A growing number of EU states have piled on pressure, halting arms exports to Ankara over the humanitarian disaster unfolding.

The United Nations, meanwhile, is urging Turkey to investigate reported cases of "summary executions" that could have been committed by a Turkish-backed militia on Kurdish civilians.

A Turkish-backed Syrian fighter fires during clashes in the border town of Ras al-Ain Credit: AFP

Mr Trump on Monday launched a diplomatic effort to broker a ceasefire between Turkey and Kurdish forces after more than a week of US inaction.

Mr Trump spoke by phone to both Mr Erdoğan and the head of the Syrian Democratic Forces (SDF) and called for a halt to the Turkish offensive in Syria.  

“President Trump communicated to [Mr Erdoğan] very clearly that the US wants Turkey to stop the invasion, implement an immediate ceasefire, and begin to negotiate with Kurdish forces in Syria,” Mike Pence, US vice president, said.     

Mr Pence said he would travel to Turkey at the head of a US delegation to try to broker an agreement. Earlier on Monday, the US imposed sanctions on Turkey’s defence and interior ministers in an effort to put pressure on Ankara. 

Mr Trump’s lurch into action came eight days after he appeared to greenlight Turkey’s invasion of northern Syria by telling Mr Erdoğan that US forces would move aside and allow Turkish troops into the region. 

But in the face of stinging criticism for the move from fellow Republicans and US allies, Mr Trump appears now to be trying to reverse course and pressure Turkey into calling off the offensive.  

Even if Mr Trump is able to broker a deal much of the damage is likely irreversible. The SDF feel deeply betrayed by US actions and have already struck an agreement with Russia and the Assad regime to allow Assad’s forces back into northeast Syria for the first time since 2012. 

A woman with a baby sits at a back of a truck as they flee Ras al Ain town Credit: Reuters

More than a hundred civilians have been killed in Syria and southern Turkey during the fighting and aid groups say around 200,000 people have been displaced from their homes in the face of Turkish airstrikes and ground assaults. 

While Mr Pence addressed reporters and the White House released a statement in Mr Trump’s name calling for a ceasefire, there was silence on Mr Trump’s normally voluble Twitter feed, where he often expresses his unvarnished views. 

In a tweet earlier on Monday, he expressed indifference over whether the fighting continued or not. 

“Let Syria and Assad protect the Kurds and fight Turkey for their own land,” he said. “Anyone who wants to assist Syria in protecting the Kurds is good with me, whether it is Russia, China, or Napoleon Bonaparte. I hope they all do great, we are 7,000 miles away!”  

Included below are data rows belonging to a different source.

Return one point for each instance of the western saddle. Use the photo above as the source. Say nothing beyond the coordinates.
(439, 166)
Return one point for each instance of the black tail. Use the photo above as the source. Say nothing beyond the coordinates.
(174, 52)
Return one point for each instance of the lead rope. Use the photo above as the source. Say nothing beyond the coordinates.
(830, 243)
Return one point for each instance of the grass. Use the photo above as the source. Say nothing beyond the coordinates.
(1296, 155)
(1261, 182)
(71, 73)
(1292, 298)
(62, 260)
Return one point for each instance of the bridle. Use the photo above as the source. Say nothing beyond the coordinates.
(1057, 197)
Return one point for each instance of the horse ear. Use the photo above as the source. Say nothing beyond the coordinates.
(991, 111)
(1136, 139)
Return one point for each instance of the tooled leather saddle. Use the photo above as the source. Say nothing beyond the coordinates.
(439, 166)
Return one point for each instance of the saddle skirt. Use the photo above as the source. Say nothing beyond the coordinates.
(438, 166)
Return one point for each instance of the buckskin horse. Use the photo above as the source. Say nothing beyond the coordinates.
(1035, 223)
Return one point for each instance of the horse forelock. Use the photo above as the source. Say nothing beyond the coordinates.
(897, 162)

Fighting continued around the border city of Manbij, where Kurdish and Assad regime forces are trying to hold off an assault by Turkish-backed Syrian rebels. So far, there have been no direct clashes between the Turkish and Syrian militaries. 

The US appeared to have effectively handed over one its bases in Manbij to Russian special forces as American troops withdrew from the city. 

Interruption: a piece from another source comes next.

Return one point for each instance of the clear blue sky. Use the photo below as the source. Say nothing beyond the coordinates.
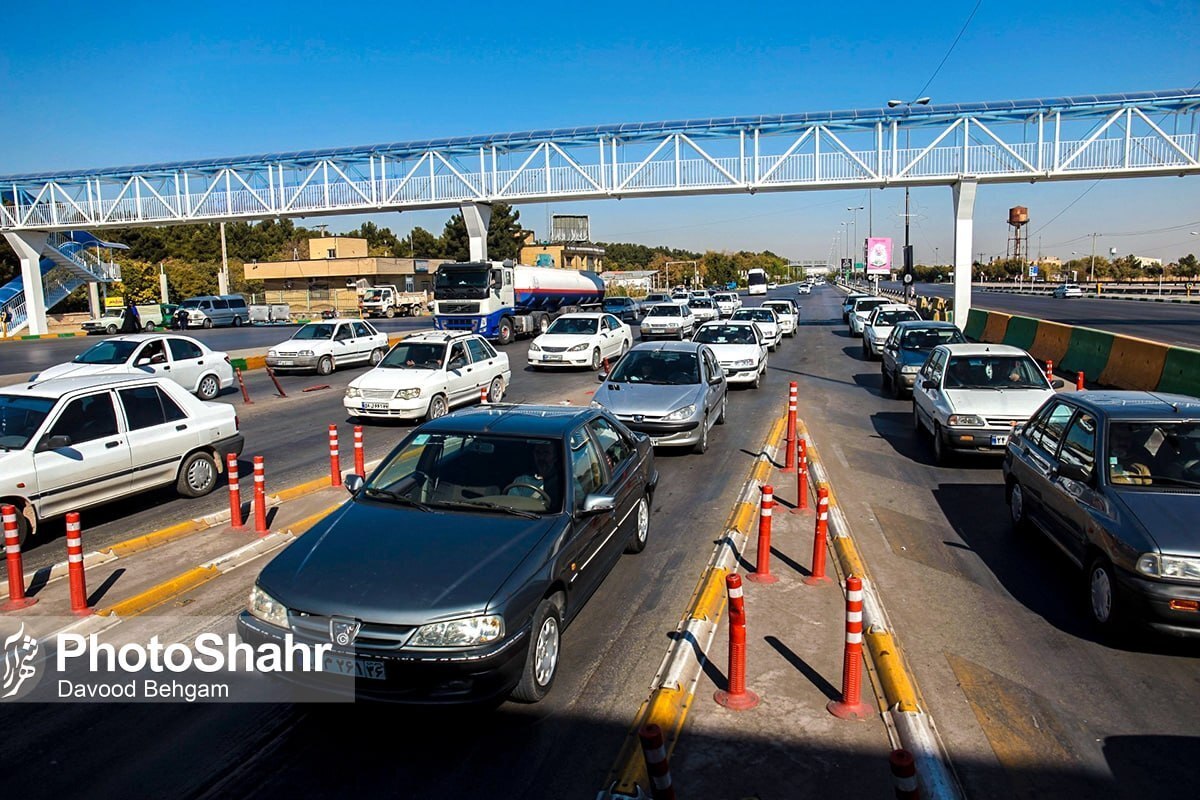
(90, 85)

US officers coordinated a Russian takeover of the facility, according to Newsweek, and Russian media soon began broadcasting from inside the abandoned US facility. 

Mr Pence said the US had secured a commitment from Turkey not to attack Kobani, another border city that is of enormous symbolic importance to the Kurds and was until recently a base for US forces. 

Mr Trump has ordered all American troops out of Syria with the exception of a small garrison at al-Tanf, a southern base focused on deterring Iran in the country. The move will force the withdrawal of all UK and French special forces in the country.  

Mr Pence said he would lead a delegation to Turkey that would include Robert O’Brien, Mr Trump’s new national security advisor. 

The vice president’s schedule showed he was due to attend a reception for an ice hockey team at the White House on Tuesday afternoon, so it is unlikely he will reach Turkey until at least Wednesday.